BRUE, or Brief Resolved Unexplained Event, is a term used to describe apnea episodes in infants, where no underlying cause can be found. Historically, these episodes have presented a significant challenge to healthcare providers, as they are difficult to diagnose and manage. However, in recent years, there has been a significant shift in the approach to BRUE, resulting in reductions in both healthcare utilization and hospitalization for these infants.
BRUE is a term that was adopted in 2016 by a Clinical Practice Guideline (CPG) to describe apnea episodes in infants where there is no discernible cause. The term was adopted as part of an effort to identify low-risk infants who could safely be discharged from the emergency department. This move has resulted in significant reductions in healthcare utilization, as fewer infants are being admitted to the hospital for these events.
The Challenge of Risk Assessment
Despite the benefits of the BRUE classification, it has proven challenging to determine whether an infant is at low or high risk for a recurrence of BRUE. To address this issue, a 15-hospital collaborative study led to the development of the BRUE 2.0 criteria. This new set of criteria enables a more focused risk assessment of an infant who has experienced a BRUE.
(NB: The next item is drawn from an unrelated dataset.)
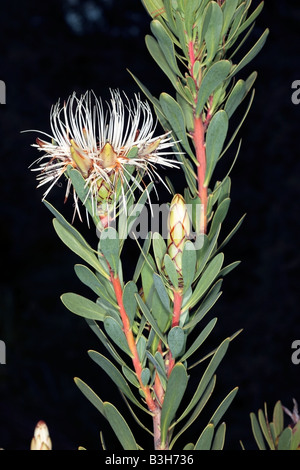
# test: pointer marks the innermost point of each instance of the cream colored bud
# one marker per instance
(179, 229)
(41, 439)
(82, 161)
The Role of Shared Decision Making
The approach to managing BRUE has evolved over time. With the likelihood of identifying a serious diagnosis being low for most children, the approach to BRUE has moved into the realm of shared decision-making with families. This involves healthcare providers working closely with families to make decisions about their child's care. By taking into account the family's values, preferences and circumstances, shared decision-making can lead to better outcomes for infants experiencing BRUE.
Reducing Testing and Hospitalization
The adoption of shared decision-making and the BRUE 2.0 criteria has led to a reduction in testing and hospitalization for infants experiencing BRUE. By focusing on risk assessment and working closely with families, healthcare providers are able to avoid unnecessary tests and hospital stays. This not only reduces healthcare utilization, but also minimizes the stress and disruption to the family.
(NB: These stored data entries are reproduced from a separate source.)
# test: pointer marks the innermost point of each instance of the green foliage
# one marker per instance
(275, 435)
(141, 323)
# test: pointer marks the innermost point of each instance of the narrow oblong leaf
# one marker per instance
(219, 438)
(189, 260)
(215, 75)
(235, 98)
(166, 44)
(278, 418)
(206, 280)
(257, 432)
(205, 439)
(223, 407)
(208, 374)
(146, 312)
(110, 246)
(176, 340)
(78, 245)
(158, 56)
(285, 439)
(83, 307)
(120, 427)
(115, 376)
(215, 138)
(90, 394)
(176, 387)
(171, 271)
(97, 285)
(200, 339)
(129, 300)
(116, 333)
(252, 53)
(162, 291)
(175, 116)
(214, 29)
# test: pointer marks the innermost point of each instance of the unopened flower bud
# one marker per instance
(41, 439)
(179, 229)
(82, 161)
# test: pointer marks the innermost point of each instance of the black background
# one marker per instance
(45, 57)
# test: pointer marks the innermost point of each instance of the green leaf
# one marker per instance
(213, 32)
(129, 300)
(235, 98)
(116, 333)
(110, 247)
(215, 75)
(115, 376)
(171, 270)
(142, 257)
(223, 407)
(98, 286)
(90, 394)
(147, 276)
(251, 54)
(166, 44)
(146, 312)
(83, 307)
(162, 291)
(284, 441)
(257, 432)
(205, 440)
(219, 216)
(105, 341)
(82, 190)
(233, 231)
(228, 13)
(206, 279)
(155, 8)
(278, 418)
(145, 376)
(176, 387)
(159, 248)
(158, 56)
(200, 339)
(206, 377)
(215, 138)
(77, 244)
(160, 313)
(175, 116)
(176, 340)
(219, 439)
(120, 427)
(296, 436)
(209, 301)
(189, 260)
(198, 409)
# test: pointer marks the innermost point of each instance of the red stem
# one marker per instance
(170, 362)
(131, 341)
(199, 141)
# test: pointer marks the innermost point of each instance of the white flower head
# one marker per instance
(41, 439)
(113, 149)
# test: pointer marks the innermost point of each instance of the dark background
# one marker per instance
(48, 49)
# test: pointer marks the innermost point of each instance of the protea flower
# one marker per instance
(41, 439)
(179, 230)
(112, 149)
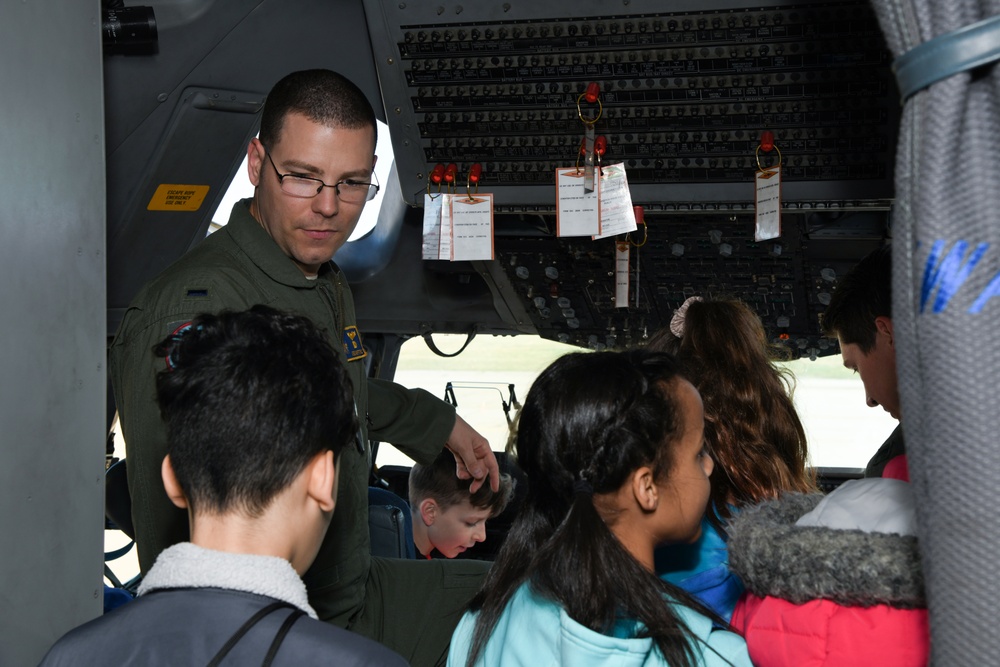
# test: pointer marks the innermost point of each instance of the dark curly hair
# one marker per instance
(751, 426)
The management of BRUE in infants has significantly evolved over the years. With the introduction of the BRUE 2.0 criteria and the shift towards shared decision-making with families, there has been a reduction in healthcare utilization and hospitalization. This approach not only benefits the healthcare system but also results in better outcomes for infants and their families. As the field continues to evolve, it is hoped that further improvements can be made to the management and understanding of BRUE.